Viver em condomínio

Viver em condomínio não é um processo pacífico face à dificuldade de harmonizar e conciliar a dupla condição de proprietários e comproprietários, pelo que, importa evitar situações susceptíveis de potenciar o surgimento de conflitos de vizinhança. O desiderato deste blogue é abordar as questões práticas inerentes ao regime jurídico da propriedade horizontal, atento o interesse colectivo dos condóminos em geral e administradores em particular.

15 fevereiro 2024

Direito de Preferência e Invocação de Usucapião


Suponhamos que um dos proprietários de terrenos confinantes, de área inferior à unidade de cultura invoca o direito de preferência que a lei lhe concede (art. 1350º do CC) no caso duma venda, dação em pagamento ou aforamento de qualquer dos prédios a quem não seja proprietário confinante.

E, suponhamos também que a tal proprietário não se deu conhecimento de tal negócio, e ele só vem a instaurar a respetiva ação judicial para reconhecimento de tal direito de preferência, dentro dos 6 meses, mas após ter conhecimento do negócio e o que todavia só ocorre vários anos depois (art. 1380º, 4 e art. 416º a 418º e 1410º do CC).

E, então, questiona-se: pode o adquirente do imóvel transmitido invocar a seu favor a aquisição do direito de propriedade, com base em posse e usucapião e, assim, neutralizar o direito de preferência alegado pelo terceiro?

Por exemplo, o Acordão do TRC, de 10-05-2022, julgou que “a aquisição do domínio pelo proprietário sujeito passivo da preferência não é obstáculo, mas pressuposto, do direito de preferência do proprietário confinante, razão pela qual não pode proceder a invocação da acessão da posse por aquele para, em nome da consolidação do domínio – por via da usucapião – afastar o direito de propriedade” (in.

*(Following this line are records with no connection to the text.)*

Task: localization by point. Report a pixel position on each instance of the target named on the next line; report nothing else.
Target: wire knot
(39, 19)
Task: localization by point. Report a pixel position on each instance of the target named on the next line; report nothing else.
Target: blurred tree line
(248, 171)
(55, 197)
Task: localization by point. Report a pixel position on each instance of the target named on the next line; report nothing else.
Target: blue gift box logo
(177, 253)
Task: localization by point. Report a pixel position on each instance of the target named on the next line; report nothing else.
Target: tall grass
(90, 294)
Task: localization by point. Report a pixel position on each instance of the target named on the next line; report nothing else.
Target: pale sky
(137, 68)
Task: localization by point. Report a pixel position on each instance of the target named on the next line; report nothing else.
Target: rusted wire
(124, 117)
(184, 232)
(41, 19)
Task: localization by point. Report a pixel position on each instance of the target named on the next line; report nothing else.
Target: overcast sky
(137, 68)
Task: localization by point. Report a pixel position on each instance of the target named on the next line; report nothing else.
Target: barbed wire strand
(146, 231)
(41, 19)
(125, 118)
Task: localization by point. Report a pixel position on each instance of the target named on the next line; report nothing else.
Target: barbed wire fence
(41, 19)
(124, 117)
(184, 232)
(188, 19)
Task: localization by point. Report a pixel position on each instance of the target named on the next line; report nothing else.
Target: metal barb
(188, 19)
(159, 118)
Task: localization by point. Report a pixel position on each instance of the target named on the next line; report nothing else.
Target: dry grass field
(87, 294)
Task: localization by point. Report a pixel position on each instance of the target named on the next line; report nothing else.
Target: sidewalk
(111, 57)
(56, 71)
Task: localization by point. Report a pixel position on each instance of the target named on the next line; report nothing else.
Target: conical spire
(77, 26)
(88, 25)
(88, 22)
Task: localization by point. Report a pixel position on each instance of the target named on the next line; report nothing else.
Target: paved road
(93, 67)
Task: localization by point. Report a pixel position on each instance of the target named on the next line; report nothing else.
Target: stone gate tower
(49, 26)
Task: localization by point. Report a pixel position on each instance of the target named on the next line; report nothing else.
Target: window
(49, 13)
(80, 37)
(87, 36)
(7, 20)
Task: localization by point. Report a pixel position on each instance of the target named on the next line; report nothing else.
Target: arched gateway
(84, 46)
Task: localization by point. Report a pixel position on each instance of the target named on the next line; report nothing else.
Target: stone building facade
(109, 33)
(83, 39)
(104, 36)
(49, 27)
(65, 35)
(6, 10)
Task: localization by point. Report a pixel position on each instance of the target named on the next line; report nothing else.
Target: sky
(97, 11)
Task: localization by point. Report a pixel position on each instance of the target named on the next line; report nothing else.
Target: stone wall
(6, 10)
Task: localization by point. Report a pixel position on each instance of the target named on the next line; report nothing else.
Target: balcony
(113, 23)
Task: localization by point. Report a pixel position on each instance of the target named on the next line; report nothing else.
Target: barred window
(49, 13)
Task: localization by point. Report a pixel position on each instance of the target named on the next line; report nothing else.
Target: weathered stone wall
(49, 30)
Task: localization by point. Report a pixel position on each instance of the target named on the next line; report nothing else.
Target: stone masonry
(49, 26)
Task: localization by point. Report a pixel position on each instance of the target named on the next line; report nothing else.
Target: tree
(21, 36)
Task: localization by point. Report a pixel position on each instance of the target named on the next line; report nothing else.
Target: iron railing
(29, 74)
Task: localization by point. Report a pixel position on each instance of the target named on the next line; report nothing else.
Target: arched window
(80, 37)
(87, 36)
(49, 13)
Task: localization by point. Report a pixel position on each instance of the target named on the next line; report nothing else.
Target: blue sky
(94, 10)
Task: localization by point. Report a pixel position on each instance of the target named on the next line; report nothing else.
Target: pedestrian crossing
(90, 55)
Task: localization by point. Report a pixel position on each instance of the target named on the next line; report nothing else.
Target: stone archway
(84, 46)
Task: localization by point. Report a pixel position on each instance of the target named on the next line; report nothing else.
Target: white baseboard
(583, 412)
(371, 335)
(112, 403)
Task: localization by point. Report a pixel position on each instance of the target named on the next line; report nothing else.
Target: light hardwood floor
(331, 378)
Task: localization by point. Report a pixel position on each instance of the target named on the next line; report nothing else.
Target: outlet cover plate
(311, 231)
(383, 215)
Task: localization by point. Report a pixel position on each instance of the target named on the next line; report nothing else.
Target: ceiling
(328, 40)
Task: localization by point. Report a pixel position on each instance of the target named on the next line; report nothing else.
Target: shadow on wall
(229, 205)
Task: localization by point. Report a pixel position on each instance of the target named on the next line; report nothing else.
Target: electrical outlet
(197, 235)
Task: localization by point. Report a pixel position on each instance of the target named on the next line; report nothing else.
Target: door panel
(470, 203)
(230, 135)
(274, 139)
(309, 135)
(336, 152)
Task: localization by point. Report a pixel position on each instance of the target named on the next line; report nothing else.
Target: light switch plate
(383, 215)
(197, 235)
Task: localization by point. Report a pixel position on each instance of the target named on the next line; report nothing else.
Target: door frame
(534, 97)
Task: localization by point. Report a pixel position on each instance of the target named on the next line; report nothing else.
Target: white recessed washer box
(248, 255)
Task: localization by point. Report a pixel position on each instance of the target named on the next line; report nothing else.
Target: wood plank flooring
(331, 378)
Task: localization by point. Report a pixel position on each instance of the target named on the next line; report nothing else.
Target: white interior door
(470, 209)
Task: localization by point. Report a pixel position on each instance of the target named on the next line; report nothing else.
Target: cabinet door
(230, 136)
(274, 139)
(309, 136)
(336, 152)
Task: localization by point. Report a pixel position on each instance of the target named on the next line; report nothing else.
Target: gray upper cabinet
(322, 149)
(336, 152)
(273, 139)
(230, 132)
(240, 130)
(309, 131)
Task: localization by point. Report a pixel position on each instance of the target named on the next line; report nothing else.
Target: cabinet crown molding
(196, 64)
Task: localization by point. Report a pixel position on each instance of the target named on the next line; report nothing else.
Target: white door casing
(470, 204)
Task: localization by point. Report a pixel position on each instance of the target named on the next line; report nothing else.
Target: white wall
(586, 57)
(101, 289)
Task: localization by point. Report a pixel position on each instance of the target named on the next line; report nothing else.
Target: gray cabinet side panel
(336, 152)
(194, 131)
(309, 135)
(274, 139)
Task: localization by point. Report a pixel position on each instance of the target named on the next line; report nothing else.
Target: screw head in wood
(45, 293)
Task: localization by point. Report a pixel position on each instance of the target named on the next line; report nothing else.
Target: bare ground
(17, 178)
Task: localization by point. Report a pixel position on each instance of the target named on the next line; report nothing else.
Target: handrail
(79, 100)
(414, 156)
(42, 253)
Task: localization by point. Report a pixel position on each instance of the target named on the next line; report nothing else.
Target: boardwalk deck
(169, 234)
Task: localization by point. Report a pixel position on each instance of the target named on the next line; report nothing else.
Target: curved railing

C.J., nº 319, Ano XLVII, T. III/2022, págs. 9 e sgts.).

TODAVIA, para se avaliar a questão em causa há que distinguir, as duas hipóteses possíveis de invocação da posse/usucapião. Ou seja, se o adquirente por alienação do bem em causa, invoca tão só uma posse sua, para efeitos de contagem do tempo exigível para usucapião. Ou, se invoca, para tal contagem do tempo, não só uma posse sua, mas também, por acumulação, uma acessão da posse anterior do alienante (art. 1256º do CC).

Ora, se o adquirente invoca não só uma posse sua, mas também, para acumulação, a acessão de posse anterior do alienante, afim de, por acumulação, perfazer o tempo de posse legalmente necessária para facultar ao possuidor a aquisição do direito (por exemplo, dez ou quinze anos, ao abrigo do art. 1294º do CC) – então, a aquisição do direito por alegada usucapião com base nessas duas posses, não afasta o direito real de preferência invocado pelo terceiro proprietário confinante.

E não propriamente porque a aquisição do direito de propriedade por usucapião seja uma “consolidação do domínio”. Pois, a aquisição do direito de propriedade por usucapião é a aquisição dum direito “novo”, “originário”, em que a sua “causa” é a “posse”.

Assim, o direito adquirido pelo possuidor não é o direito anterior – este direito “aniquila-se”. (Durval Ferreira, Posse e Usucapião, 5ª ed., nº 214, pág. 483).

TODAVIA, se se invoca uma posse anterior, desde logo, também há que atender ao âmbito “dessa posse”, em termos do corpus e animus do respetivo senhorio sobre a coisa (art. 1251º e 1287º do CC).

E, por sua vez, em caso de invocação de usucapião “o que se adquire é “o direito” sobre uma coisa a cujo exercício corresponde a posse (art. 1287º): não “imediatamente” e de per si um “conteúdo concreto” dum direito (Ugo Natoli, o. cit., 342º, in cit. Durval Ferreira, nº 214, p. 483, 5ª ed.).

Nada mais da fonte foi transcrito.